Solid/trabecular subtype of papillary thyroid carcinoma on cytology with focal differentiated high-grade thyroid carcinoma on histology: a cyto-histologic correlation
Ashutosh Rath1, Shailaja Prabhala1, Shrinivas Bheemrao Somalwar1, Immanuel Pradeep1 and Namit Kant Singh2
1Department of Pathology and Laboratory Medicine, All India Institute of Medical Sciences Bibinagar, Hyderabad 508126, Telangana, India
2Department of Otorhinolaryngology, All India Institute of Medical Sciences Bibinagar, Hyderabad 508126, Telangana, India
Solid/trabecular subtype of papillary thyroid carcinoma (S/T PTC) is a rare entity that has been shown to have higher tumour recurrence and mortality rates. A definite diagnosis on fine needle aspiration cytology is often not easy. Rather, this entity may be misdiagnosed in cytology due to a lack of widespread features of classic PTC. We present a case of S/T PTC in a 61-year-old female, showing a focus on differentiated high-grade thyroid carcinoma (DHGTC) on histology. We discuss cytological features with the histologic correlation of S/T PTC and briefly discuss the newly introduced entity, DHGTC.
Keywords: solid/trabecular subtype, papillary thyroid carcinoma, differentiated high-grade thyroid carcinoma
Correspondence to: Shailaja Prabhala
Publication costs for this article were supported by ecancer (UK Charity number 1176307).
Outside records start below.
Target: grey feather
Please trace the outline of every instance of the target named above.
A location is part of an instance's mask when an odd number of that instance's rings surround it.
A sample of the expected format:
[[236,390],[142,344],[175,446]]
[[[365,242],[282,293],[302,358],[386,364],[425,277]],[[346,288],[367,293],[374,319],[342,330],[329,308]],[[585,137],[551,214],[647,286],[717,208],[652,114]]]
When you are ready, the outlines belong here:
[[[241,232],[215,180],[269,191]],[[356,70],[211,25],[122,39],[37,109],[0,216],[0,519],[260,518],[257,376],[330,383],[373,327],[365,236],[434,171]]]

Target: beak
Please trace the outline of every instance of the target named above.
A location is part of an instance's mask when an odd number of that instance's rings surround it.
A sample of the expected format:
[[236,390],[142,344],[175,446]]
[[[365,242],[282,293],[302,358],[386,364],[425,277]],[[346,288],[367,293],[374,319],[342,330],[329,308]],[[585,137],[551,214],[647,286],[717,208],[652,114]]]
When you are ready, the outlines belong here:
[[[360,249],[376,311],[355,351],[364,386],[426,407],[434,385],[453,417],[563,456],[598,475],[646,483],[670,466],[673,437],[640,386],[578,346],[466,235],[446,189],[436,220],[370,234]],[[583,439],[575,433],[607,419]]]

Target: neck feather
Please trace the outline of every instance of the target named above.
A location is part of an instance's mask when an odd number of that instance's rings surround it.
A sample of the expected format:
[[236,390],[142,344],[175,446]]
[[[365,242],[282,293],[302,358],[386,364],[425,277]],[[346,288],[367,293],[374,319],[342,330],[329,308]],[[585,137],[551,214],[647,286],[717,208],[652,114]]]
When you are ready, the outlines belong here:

Copyright: © the authors; licensee ecancermedicalscience. This is an Open Access article distributed under the terms of the Creative Commons Attribution License (http://creativecommons.org/licenses/by/4.0), which permits unrestricted use, distribution, and reproduction in any medium, provided the original work is properly cited.
Papillary thyroid carcinoma (PTC) is the most common thyroid malignancy. Of all the histologic subtypes, tall cell, columnar cell, and hobnail subtypes of PTC have been considered aggressive by American Thyroid Association . The literature on the outcomes of solid/trabecular subtype of PTC (S/T PTC) is conflicting, with some studies reporting it as a clinically aggressive subtype [2–4]. A recent systematic review with meta-analysis of this entity has concluded that S/T PTC is an aggressive subtype with higher tumour recurrence and mortality rates . Being a rare thyroid tumour, recognising S/T PTC on cytology may help clinicians understand the probable prognosis and better patient management. The fifth edition of the World Health Organisation Classification of endocrine tumours (WHO) has introduced a category of thyroid tumours called differentiated high-grade thyroid carcinoma (DHGTC), which arises from papillary or follicular patterned thyroid carcinoma with mitotic count ≥5/2 mm2 and/or necrosis . We describe cytological features of a case of S/T PTC in a 61-year-old female with a discussion of histologic correlation. We also bring out the high-grade features of this subtype seen in histology with a brief literature review on this aspect of the tumour.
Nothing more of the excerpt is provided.